A work of art fails in
the end if it does not connect with a lot of people emotionally, and
if that emotional connection does not cross over from generation to
generation. Billboard chart-topping singles and albums may
sell millions of copies today, but that says nothing about the long-term
artistic value of either the recordings or the songs.
People buy current records
for a lot of reasons that have nothing to do with the songs
themselves.
- D.J. So-and-So says
you gotta get the record. So you buy it.
- Advertising hype says
you gotta get the record. So you buy it. (Yes, advertising alone
sells tons of CDs.)
- The artist has a cool
image that you identify with, so you buy the artist's records in
the expectation that you will absorb some of that coolness.
- You saw the band play
live and they jumped around a lot and set off tons of explosives,
so their CD must be just as exciting, so you buy it.
- You saw the video,
and the artist makes you horny, so you buy the record.
- Your friends all have
the record so you have to buy it too.
- Somebody's birthday
is coming and you have to buy them a present.
- Christmas is coming
and you have to buy a bunch of presents, and CDs solve the problem
relatively cheaply and easily.
Next thing you know,
the hit CD has sold 8 million copies95% of them to 15-to-19-year-olds.

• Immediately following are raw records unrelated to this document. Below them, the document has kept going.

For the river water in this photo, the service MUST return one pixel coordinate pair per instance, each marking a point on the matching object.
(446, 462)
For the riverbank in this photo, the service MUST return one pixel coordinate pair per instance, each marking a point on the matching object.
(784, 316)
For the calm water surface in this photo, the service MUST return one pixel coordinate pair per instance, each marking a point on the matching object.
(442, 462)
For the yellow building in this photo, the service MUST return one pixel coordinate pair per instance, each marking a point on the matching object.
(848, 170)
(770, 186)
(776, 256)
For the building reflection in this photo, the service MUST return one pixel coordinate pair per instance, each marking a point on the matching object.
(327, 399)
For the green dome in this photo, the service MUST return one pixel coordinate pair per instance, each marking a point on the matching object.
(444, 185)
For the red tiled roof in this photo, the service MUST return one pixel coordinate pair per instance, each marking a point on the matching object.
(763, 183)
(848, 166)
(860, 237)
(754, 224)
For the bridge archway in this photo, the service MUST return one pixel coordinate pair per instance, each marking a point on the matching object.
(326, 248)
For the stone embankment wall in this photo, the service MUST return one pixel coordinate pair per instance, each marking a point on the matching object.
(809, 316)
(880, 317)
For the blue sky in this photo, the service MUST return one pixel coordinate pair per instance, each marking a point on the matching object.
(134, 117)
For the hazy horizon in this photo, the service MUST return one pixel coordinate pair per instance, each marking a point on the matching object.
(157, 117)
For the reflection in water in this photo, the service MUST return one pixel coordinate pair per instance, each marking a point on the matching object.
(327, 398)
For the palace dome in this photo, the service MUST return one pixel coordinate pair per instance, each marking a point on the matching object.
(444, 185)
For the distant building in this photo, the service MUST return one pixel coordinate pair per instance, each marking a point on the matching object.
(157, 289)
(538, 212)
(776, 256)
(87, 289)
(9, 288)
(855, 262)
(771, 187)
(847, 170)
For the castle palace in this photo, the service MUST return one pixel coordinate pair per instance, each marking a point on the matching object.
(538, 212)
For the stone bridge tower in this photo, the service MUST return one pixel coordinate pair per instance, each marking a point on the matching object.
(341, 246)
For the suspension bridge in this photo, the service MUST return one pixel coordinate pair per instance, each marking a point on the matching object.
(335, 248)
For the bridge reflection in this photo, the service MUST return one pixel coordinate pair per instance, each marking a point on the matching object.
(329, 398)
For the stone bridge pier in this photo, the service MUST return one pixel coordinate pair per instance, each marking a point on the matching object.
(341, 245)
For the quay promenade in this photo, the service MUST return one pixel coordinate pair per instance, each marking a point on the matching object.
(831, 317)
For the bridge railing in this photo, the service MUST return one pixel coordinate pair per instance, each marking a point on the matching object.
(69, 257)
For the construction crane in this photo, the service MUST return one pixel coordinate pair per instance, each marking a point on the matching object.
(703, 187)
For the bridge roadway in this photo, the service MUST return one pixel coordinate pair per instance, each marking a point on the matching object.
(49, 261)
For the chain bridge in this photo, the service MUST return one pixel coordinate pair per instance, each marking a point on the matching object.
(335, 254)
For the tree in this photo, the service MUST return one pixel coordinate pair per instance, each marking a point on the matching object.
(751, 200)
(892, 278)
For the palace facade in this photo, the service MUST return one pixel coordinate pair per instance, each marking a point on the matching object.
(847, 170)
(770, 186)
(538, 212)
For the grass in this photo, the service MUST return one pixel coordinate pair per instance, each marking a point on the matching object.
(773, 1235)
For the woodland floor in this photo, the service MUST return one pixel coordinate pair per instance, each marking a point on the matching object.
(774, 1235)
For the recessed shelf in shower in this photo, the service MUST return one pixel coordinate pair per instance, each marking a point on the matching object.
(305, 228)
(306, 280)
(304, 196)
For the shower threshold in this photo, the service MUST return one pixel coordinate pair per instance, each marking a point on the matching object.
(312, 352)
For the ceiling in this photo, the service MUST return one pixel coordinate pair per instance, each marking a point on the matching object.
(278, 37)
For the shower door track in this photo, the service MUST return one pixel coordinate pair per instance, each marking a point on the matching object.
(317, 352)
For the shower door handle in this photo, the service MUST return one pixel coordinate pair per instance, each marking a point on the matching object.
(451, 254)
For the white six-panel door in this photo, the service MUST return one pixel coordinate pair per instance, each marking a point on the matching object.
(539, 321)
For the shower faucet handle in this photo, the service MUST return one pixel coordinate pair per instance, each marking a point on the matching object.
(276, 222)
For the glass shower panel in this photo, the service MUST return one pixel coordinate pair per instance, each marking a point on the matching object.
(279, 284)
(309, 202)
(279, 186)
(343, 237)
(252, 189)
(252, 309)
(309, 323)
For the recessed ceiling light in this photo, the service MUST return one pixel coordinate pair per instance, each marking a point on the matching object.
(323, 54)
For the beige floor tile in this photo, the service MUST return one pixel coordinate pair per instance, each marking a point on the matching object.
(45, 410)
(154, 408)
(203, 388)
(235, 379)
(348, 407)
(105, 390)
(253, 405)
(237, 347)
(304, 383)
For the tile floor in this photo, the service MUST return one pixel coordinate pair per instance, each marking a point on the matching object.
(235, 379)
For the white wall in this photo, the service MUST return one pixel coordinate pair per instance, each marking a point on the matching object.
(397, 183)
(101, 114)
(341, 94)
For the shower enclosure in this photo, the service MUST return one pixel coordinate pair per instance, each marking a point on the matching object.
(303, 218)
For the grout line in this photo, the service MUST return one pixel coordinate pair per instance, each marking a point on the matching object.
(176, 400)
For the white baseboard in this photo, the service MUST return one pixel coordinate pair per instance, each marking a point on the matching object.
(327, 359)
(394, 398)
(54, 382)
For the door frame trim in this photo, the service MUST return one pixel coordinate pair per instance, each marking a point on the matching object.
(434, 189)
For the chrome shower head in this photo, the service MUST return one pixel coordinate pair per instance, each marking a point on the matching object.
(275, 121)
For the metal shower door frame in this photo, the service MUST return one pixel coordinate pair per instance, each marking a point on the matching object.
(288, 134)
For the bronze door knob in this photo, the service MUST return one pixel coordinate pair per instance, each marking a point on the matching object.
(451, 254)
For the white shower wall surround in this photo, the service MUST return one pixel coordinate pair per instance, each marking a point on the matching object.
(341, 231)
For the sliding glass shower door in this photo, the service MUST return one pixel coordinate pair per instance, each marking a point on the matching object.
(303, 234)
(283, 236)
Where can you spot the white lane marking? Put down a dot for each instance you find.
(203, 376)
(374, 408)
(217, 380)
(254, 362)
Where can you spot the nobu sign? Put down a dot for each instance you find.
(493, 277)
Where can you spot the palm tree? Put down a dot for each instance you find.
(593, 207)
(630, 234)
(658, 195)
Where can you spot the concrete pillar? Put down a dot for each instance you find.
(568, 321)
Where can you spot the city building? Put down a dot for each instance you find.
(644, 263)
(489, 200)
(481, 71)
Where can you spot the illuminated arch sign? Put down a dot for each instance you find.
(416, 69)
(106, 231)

Five years later, nobody can remember a single song
from the CD, not even many of the now 20-to-24-year-old owners of
the CD, whose tastes have long since moved on, on to new fashionable
artists and musical genres.
So . . . never mind the
Billboard charts. Unless you're only interested in commerce and fashion,
not art. In which case, you are not an artist. You are a hack. But
hey! It ain't so bad, being a hack. Although Woody Allen's
no hack, he recognizes the value of art to those who would seek immortality:
"I don't want
to achieve immortality through my work. I want to achieve it by
not dying."
Mind you, look at Elvis,
one of the world's truly great artists. He actually achieved immortality
by not dying. Imagine that. Many people thought he was dead, when
in fact he's been spotted thousands of times since 1977, everywhere
from Peoria to Pluto. Recently, just for laughs, he entered an Elvis
impersonator contest in Reno, Nevada. Did pretty well, too. Second
runner up.
Thoreau gets the last
word:
"Every generation
laughs at the old fashions but religiously follows the new."